Who Invented the Enneagram?
Stemming from the Greek words ennea (nine) and grammos (a written or drawn symbol), the Enneagram is borne out of ancient wisdom tradition. It has its roots in several religions including Christianity, Judaism, and Islam. It can be traced to the Christian desert monk Evagrius Ponticus (399), whose teaching formed the seven deadly Vices or sins, as well as to the desert mothers and fathers of the fourth century, who used it for spiritual counseling. This ancient personality typing system is now interwoven with modern psychology and known to spiritual directors, retreat leaders, clergy, and lay people as a helpful aid to spiritual formation and transformation. In the last century, various individuals have rediscovered a powerful teaching paradigm, which conveys a clear vision of how humans function known as the Enneagram. Originally introduced as a human development system by philosopher and teacher George Gurdjieff in 1915, the Enneagram and its matrix of dynamic connecting lines became the basis for inquiry into the evolution of consciousness. Gurdjieff’s teaching focused on the nine-pointed figure and the chief feature of each ‘type’.
In the late 1960s, a Chilean named Oscar Ichazo positioned nine personality types around the Enneagram diagram. He continued the works of Evagrius and other medievalists including Origen, on the seven Vices and mapped these onto Gurdjieff’s nine-pointed figure, elaborating on the definitions of the chief features of each type.
One of Ichazo’s pupils was Claudio Naranjo, a Chilean MD, psychiatrist, and scholar of the Centre for Studies of Personality, and part of the early Gestalt therapy community. He had a broad range of knowledge and expertise in spirituality and psychological human development. Naranjo produced the diagram, which connected Enneatypes to current personality theory, and along with psychologists in Berkeley, CA, integrated the Enneagram with emerging developments in modern psychology. Translating the personality types into psychological language, he refined and expanded descriptions of the types, as well as the sub-types, thus facilitating the path of conscious development.
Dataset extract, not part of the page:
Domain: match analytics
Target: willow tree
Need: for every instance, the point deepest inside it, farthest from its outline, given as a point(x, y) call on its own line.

In the early 1970s, Helen Palmer, a student of Naranjo, began teaching Enneagram panel workshops in the Narrative Tradition, integrating spirituality, psychology, and somatics. In the 1980s, she published The Enneagram: Understanding Yourself and the Others in Your Life, and together with Stanford psychiatrist David Daniels, MD, co-founded the Enneagram Professional Training Program grounded in the Narrative Tradition.
Soon after, Claudio Naranjo, MD, and other psychologists in Berkeley, CA, integrated the Enneagram with emerging developments in modern psychology. Since the 1970s, the Enneagram has been developed as a modern psychological system by Claudio Naranjo, MD, and other psychologists in California, including Helen Palmer and David Daniels, MD. Loyola University in Chicago was also an early center of Enneagram work.